Le secrétaire d'État américain Antony Blinken a reporté sa visite prévue le 5 février 2023 à Pékin après l'identification d'un ballon "espion" chinois au-dessus du territoire des États-Unis, le 3 février 2023. (Source : Today90)
Le secrétaire d'État américain Antony Blinken a reporté sa visite prévue le 5 février 2023 à Pékin après l'identification d'un ballon "espion" chinois au-dessus du territoire des États-Unis, le 3 février 2023. (Source : Today90)
La découverte jeudi 2 février d’un ballon espion chinois au-dessus du territoire américain a déclenché une nouvelle crise diplomatique entre les États-Unis et la Chine. Le secrétaire d’État américain Antony Blinken a reporté sa visite à Pékin prévue ce dimanche 5 février, la première depuis 2018. L’objectif était d’apaiser les relations volcaniques entre les deux plus grandes puissances économiques du monde. Raté.
Tout était prêt pour le voyage du chef de la diplomatie américaine. Antony Blinken devait à partir de dimanche s’entretenir avec son homologue chinois et rencontrer le président Xi Jinping. Jusqu’à l’annonce de la présence dans le ciel américain d’un ballon stratosphérique. L’aéronef survolait des zones sensibles dans le Montana, dans l’ouest des États-Unis.
Le ballon avait auparavant parcouru des milliers de kilomètres à une altitude de 18 kilomètres depuis la Chine pour survoler le Canada avant d’entrer, en début de semaine, dans l’espace aérien américain. Visible à l’œil nu et observé par des habitants du Montana, il n’était plus possible pour les autorités américaines de garder le silence. « Nous n’avons aucun doute sur le fait que le ballon provient de la Chine », a alors déclaré jeudi le général Pat Ryder, secrétaire de presse du Pentagone, lors d’un point presse. Les États-Unis ont interrogé les responsables chinois sur la présence de ce ballon « de toute urgence, par le biais de plusieurs canaux ». « Nous leur avons communiqué le sérieux avec lequel nous prenons cette question », a déclaré ce responsable du département de la Défense. Et Pat Ryder de souligner : ce n’est pas la première fois qu’un tel ballon est identifié au-dessus des États-Unis. « C’est arrivé une poignée d’autres fois au cours des dernières années. » Mais ce ballon « semble s’attarder », a ajouté le général.
Pour le Pentagone, aucun doute : « Clairement, ce ballon est destiné à la surveillance et sa trajectoire actuelle l’amène au-dessus de sites sensibles », notamment des bases aériennes et des silos de missiles stratégiques, a indiqué un premier responsable américain sous couvert d’anonymat, évoquant l’État du Montana, dans le nord-ouest des États-Unis.
Comment minimiser l’événement ? La situation devenait intenable : le gouvernement américain a annoncé le report de la visite du chef de la diplomatie américaine qui devait s’envoler vendredi pour la capitale chinoise. Les « regrets » exprimés par les autorités chinoises pour cette intrusion, selon elles, « involontaire », n’y ont rien changé.
« Nous avons pris note des regrets exprimés par la Chine mais la présence de ce ballon dans notre espace aérien est une violation claire de notre souveraineté ainsi que du droit international et c’est inacceptable », a affirmé devant des journalistes le même haut responsable américain sous couvert d’anonymat. Interrogé sur les « regrets » chinois, le porte-parole du Pentagone Pat Ryder a, lui, répondu sans donner plus de précisions : « Le fait est qu’il s’agit d’un ballon espion. »

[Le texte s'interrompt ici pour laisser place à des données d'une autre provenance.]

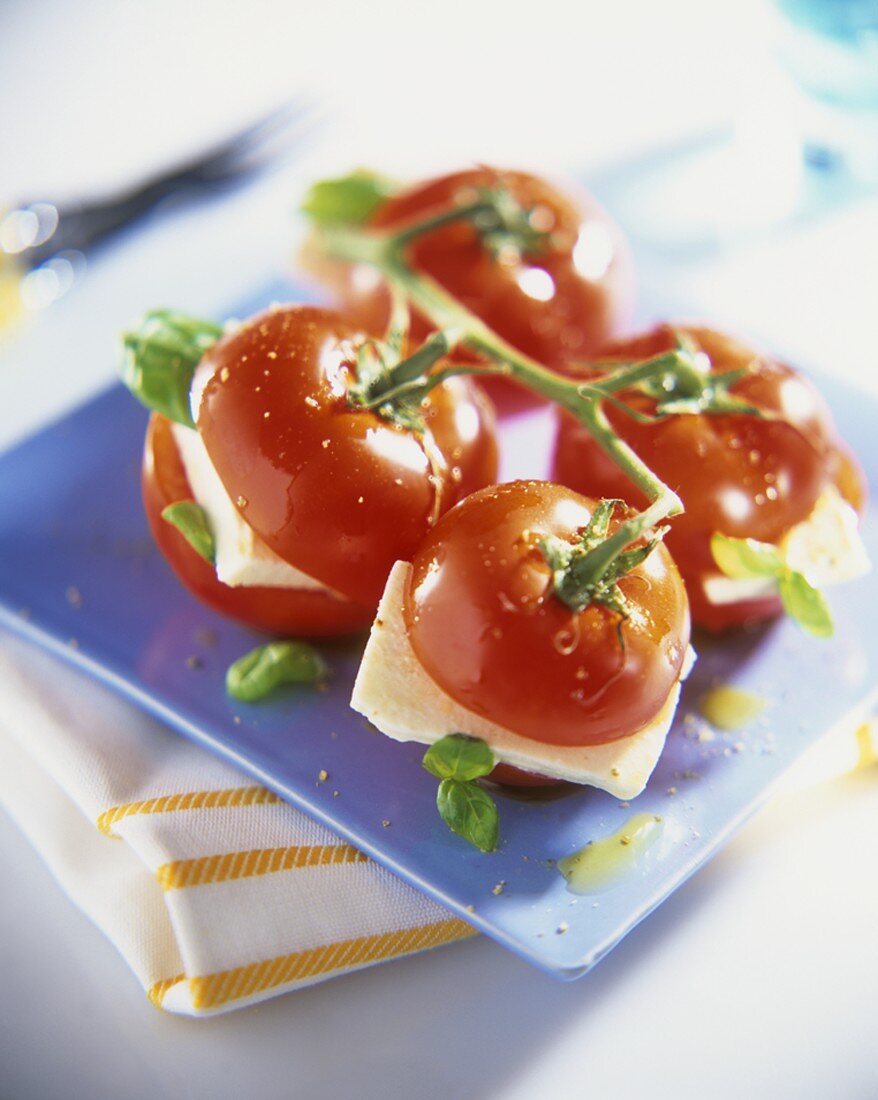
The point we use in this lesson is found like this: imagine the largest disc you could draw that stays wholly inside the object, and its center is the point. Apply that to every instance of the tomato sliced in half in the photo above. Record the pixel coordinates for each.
(487, 628)
(741, 475)
(296, 612)
(339, 492)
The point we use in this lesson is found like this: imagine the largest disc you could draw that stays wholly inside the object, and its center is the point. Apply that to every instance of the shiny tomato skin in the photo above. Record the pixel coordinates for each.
(556, 306)
(741, 475)
(339, 493)
(489, 630)
(307, 613)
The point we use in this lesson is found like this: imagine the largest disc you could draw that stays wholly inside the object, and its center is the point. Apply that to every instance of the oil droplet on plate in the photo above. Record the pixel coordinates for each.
(601, 864)
(730, 707)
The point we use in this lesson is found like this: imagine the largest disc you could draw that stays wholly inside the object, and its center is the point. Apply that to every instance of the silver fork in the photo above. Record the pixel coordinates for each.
(58, 237)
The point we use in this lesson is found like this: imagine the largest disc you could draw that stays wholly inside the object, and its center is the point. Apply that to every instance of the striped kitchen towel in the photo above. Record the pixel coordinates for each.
(216, 892)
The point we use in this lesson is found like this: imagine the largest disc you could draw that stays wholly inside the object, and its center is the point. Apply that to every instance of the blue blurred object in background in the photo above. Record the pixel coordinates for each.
(830, 48)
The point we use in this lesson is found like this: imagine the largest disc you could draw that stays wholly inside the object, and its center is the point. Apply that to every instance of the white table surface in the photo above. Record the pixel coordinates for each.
(760, 976)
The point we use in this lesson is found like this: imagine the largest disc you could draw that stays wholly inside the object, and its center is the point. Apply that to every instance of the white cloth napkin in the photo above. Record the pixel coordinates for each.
(217, 893)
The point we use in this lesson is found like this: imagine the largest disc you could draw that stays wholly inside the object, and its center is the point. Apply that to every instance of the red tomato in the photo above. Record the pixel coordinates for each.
(486, 626)
(741, 475)
(340, 493)
(278, 611)
(557, 306)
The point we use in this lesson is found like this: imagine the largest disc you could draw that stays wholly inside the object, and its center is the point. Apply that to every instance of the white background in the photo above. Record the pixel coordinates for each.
(760, 977)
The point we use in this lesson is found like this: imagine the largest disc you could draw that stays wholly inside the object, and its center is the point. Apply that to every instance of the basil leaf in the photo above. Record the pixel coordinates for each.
(470, 812)
(262, 670)
(459, 757)
(805, 604)
(739, 558)
(190, 520)
(161, 356)
(349, 200)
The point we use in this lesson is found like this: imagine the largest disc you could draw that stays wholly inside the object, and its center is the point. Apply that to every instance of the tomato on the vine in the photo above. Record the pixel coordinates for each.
(742, 475)
(310, 612)
(487, 627)
(338, 492)
(556, 305)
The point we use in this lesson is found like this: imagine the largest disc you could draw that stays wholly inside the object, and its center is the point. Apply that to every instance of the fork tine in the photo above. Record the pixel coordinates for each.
(259, 144)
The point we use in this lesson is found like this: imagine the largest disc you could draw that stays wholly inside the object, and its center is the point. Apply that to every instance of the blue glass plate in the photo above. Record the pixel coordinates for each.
(70, 516)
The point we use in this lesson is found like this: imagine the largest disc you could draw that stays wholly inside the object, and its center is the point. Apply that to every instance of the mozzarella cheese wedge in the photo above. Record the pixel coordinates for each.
(395, 693)
(825, 548)
(242, 559)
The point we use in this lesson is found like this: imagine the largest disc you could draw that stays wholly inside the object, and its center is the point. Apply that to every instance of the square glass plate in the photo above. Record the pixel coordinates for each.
(70, 517)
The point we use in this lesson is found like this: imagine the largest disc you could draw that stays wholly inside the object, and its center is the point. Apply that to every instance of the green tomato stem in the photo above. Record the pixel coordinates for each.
(386, 253)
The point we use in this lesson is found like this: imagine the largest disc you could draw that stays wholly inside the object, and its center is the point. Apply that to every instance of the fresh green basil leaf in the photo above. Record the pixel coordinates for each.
(470, 812)
(160, 358)
(190, 520)
(741, 558)
(266, 668)
(459, 757)
(349, 200)
(805, 604)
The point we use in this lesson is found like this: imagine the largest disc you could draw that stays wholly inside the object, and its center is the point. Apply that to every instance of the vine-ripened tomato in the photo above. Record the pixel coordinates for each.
(486, 626)
(338, 492)
(556, 306)
(737, 474)
(300, 612)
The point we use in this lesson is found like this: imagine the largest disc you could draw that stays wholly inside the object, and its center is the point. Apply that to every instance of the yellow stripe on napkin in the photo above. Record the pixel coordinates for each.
(239, 865)
(211, 991)
(188, 800)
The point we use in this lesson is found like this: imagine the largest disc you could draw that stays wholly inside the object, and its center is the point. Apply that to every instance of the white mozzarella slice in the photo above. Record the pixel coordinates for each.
(825, 548)
(396, 694)
(242, 559)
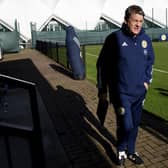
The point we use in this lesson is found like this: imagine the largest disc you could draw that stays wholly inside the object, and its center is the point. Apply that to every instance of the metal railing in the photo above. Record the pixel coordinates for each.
(33, 133)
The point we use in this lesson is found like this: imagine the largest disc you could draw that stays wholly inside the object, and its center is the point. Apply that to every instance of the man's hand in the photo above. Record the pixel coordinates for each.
(102, 96)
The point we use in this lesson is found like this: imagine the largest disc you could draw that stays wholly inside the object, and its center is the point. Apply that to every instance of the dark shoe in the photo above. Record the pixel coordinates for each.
(121, 158)
(135, 158)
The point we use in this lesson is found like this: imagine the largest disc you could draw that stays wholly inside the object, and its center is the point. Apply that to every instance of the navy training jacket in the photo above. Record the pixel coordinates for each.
(125, 63)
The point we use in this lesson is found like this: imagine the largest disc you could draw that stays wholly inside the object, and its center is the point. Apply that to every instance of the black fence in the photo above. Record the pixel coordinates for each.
(58, 52)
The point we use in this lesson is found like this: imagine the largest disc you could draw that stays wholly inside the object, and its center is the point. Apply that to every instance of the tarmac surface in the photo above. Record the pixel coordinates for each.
(72, 135)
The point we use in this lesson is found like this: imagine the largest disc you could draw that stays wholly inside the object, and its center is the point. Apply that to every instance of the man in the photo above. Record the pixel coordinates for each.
(124, 69)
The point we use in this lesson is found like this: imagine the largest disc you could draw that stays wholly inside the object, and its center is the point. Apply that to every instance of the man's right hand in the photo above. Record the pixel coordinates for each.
(102, 96)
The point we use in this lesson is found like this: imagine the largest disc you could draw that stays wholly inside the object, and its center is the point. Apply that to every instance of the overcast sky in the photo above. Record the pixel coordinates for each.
(83, 14)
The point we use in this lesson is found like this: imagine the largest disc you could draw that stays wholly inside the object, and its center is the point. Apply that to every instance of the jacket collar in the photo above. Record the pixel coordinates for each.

Joe Biden : « Nous allons nous en occuper »

À la demande du président Joe Biden, le Pentagone avait examiné la possibilité d’abattre le ballon, mais la décision avait été prise de ne pas le faire dans un premier temps. « Nous avons considéré qu’il était suffisamment gros pour que les débris provoquent des dégâts » pour les personnes au sol s’il était abattu. Le département de la Défense n’a pas précisé la taille de l’objet, le décrivant comme un ballon aux dimensions assez larges. Il aurait la taille de « trois bus », soit environ 30 mètres, selon un haut responsable du Pentagone cité par ABC News. Des avions de chasse se sont également approchés de l’engin au-dessus du Montana, indique le Pentagone. Son porte-parole, Pat Ryder, a précisé que le commandement de la défense aérospatiale des États-Unis et du Canada (Norad) surveillait déjà la trajectoire du ballon avant son entrée dans l’espace aérien des États-Unis en début de semaine. Le président républicain de la Chambre des représentants Kevin McCarthy a dénoncé jeudi soir une « action déstabilisatrice » d’une Chine qui « méprise éhontément la souveraineté des États-Unis ».
L’affaire n’en est pas restée là. Joe Biden a voulu enfoncer le clou. Ce samedi 4 février, alors qu’il venait juste d’atterrir à bord d’Air Force One à Syracuse, dans l’État de New York, le président américain, interrogé sur le devenir du ballon espion, a lâché un lapidaire : « Nous allons nous en occuper. » Cela n’a pas traîné : quelques instant plus tard, l’engin qui avait été repéré le matin au-dessus de la Caroline du Nord a été abattu par un missile tiré par un avion de chasse, au large de la côte est du pays.
Maintenant, l’armée américaine espère récupérer le maximum de débris de l’aéronef avant qu’ils ne sombrent dans l’océan. « Ils ont réussi à l’abattre et je tiens à féliciter nos aviateurs », s’est satisfait Joe Biden dans la foulée. L’objectif paraît évident : prouver qu’il s’agit bien d’un ballon espion et donc que la Chine a menti. Selon certains experts, l’aéronef pourrait être équipé de matériels électroniques sophistiqués permettant d’intercepter les communications au sol, de mesurer les champs magnétiques et de permettre ainsi percer le secret d’équipements tels que des radars de haute précision, ce que ne peuvent pas faire des satellites espions.
Peu avant que le ballon ne soit abattu, le trafic aérien avait été suspendu dans trois aéroports du sud-est des États-Unis par mesure « de sécurité nationale », avait annoncé le régulateur de l’aviation civile américaine (FAA). Il s’agissait d’un aéroport en Caroline du Nord et de deux en Caroline du Sud.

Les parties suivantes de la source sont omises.